Foi neste cenário complexo e desafiante que co-organizei, juntamente com a Olivia Bina (ICS) e a Fiona Kinniburgh (ICS), entre os dias 8 e 10 de abril de 2025, a Naturescapes Spring School, no Instituto de Ciências Sociais da Universidade de Lisboa (ICS-ULisboa). O evento, dirigido a investigadores/as em início de carreira, reuniu 27 participantes de diversas nacionalidades e áreas de atuação, além de 16 investigadores/as seniores que participaram como comentadores, mentores e oradores. 

A escola foi organizada no âmbito do projeto Naturescapes (Horizonte Europa), e teve como tema central: Nature-Based Solutions for Just and Transformative Futures. Este tema insere-se num debate mais amplo sobre as Soluções Baseadas na Natureza (Nature-Based Solutions – NBS), que têm ganhado destaque nos últimos anos como formas de enfrentar simultaneamente desafios ecológicos, urbanos e sociais. No entanto, as NBS também se tornaram um campo de disputa política, epistemológica e cultural. Quem decide como e onde as NBS são implementadas? De quem são os futuros que se pretendem transformar? Que conflitos e possibilidades emergem quando a “natureza” entra no centro das estratégias de desenvolvimento urbano?

A Spring School foi concebida para explorar essas e outras questões, reconhecendo as NBS como ferramentas carregadas de valores, imaginários e potenciais de transformação. Procurámos criar um ambiente de partilha e escuta, onde os participantes pudessem refletir sobre os seus próprios projetos e, ao mesmo tempo, ampliar as suas referências críticas e relacionais.

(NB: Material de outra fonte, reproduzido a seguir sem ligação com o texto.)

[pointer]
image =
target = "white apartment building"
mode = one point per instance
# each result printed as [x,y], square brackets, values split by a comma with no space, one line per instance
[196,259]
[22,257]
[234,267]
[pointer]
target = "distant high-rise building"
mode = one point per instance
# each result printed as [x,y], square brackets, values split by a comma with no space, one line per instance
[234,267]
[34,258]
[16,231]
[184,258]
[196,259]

Este texto tem como objetivo partilhar um pouco dessa experiência. Mais do que um relato institucional, trata-se de refletir sobre o que significa, hoje, organizar um espaço de formação em  contramão com as lógicas de reprodução da pressa, da hierarquia e do isolamento que parecem dominar os espaços académicos 

Tempo para estar, pensar e construir

A estrutura da escola foi desenhada com uma premissa simples: o tempo importa. Nesse sentido, o evento foi pensado como um espaço de pausa, de profundidade e de presença — e o tempo foi, desde o início, um dos seus eixos estruturantes.

Inspiradas pelo modelo do Workshop do Urban Transformation Hub (UTH), decidimos criar um ritmo que permitisse não apenas mostrar projetos de investigação, mas conversar sobre eles. Escutá-los e discuti-los com atenção. Cada sessão incluía no máximo duas apresentações, e todos os participantes, organizados em grupos, tiveram a oportunidade de ler os artigos com antecedência. Estes, apresentando diferentes graus de maturação e desenvolvimento, foram comentados por investigadores seniores, que, juntamente com os demais membros do grupo, ofereceram comentários e perguntas num ambiente de colaboração e troca de ideias.

Esse cuidado foi sentido por todos e muitos partilharam da opinião de como raramente têm oportunidades tão generosas para apresentar as suas investigações com tempo suficiente para pensar, discutir e refletir sobre o seu trabalho e o dos seus pares. Mas o tempo revelou-se valioso também nos intervalos. Nos almoços partilhados no terraço do ICS, nas conversas nos coffee breaks e nos encontros informais após as sessões. Num contexto universitário onde tudo é feito para caber em 10 ou 15 minutos, oferecer tempo tornou-se um gesto quase radical. E talvez seja justamente isso que mais ficou: a desaceleração como condição para a profundidade e para o vínculo.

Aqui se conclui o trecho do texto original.